Things that make you go agggghhhh!
Wal-Mart that paragon of global corporate responsibility is at it again.
For the second time in three years Wal-Mart has shut a Canadian facility down because the workers had the temerity to organise a union. Rather than abide by the decision of the Quebec Labour Relations Board to impose a three-year collective agreement the company have decided to say ‘Adieu’ to the workers at its Gatineau Tire and Lube express facility. As Wayne Hanley of the UFCW comments,
“Wal-Mart thinks a cheap oil change is more important than the Canadian constitution.”
Wal-Mart’s actions in Canada illustrate the almost schizophrenic attitude that large multi-national’s often take to union representation in different parts of the world. Wal-Mart don’t want to recognise unions in the US and Canada, but do deal with unions here in the UK and even China. In the same sector Tesco have longstanding partnership arrangements in the UK and Ireland, but are in dispute with the UFCW over representation in the US.
Many multi-nationals will claim they are abiding by the labour laws of whatever country they happen to operate in, and/or that each country has a different ‘cultural’ attitude to unions and union recognition, but the simple fact is that many companies take the simple and pragmatic view that if they can ‘get away with it’ (often encouraged by politicians and law-makers) they will.

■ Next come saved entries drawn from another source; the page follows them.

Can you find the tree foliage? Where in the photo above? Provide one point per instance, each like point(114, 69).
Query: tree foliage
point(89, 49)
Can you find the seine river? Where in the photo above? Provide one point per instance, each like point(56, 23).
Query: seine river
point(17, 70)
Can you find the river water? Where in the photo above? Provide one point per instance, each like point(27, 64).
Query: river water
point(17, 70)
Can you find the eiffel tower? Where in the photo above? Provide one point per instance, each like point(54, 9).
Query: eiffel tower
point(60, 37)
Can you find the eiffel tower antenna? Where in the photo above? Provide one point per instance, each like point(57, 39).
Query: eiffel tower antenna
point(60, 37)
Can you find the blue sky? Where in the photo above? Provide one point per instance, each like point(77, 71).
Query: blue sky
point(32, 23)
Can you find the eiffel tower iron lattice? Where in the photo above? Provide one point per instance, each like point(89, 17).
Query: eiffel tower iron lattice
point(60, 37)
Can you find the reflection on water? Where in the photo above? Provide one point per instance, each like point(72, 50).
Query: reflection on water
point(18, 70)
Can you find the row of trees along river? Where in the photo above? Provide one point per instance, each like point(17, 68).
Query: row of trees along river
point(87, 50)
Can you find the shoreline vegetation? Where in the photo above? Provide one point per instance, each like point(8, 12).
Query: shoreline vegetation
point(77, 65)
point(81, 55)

I got a first hand taste of this some five or six years ago when I visited BMW’s plant in South Carolina. Unlike its plants in Germany & Britain, the Spartanburg plant is ‘non-union’ – although ‘Of course’, I was told, ‘our workers are all free to join unions’. When I asked why the company had chosen South Carolina for its US base rather than any of the other 49 states in the US, I was told about the plant’s (undoubted) excellent position on the eastern seaboard which was important for the European export market. The fact that South Carolina was ranked 49th out of the 50 US states in the ‘union density’ league table had nothing to do with it of course!
So what can unions do to tackle this corporate ‘schizophrenia’. One important thing we can do is to use Global Framework Agreements (of which there are around 75) as effectively as possible. Another thing we can do is to build stronger practical networks between unions around the world – and in particular to get Heads and Directors of Organising talking to each other. The third thing we could perhaps do more effectively is to ‘name and shame’ the corporate bullies who’d rather sack workers than abide by the law. Any other thoughts or suggestions?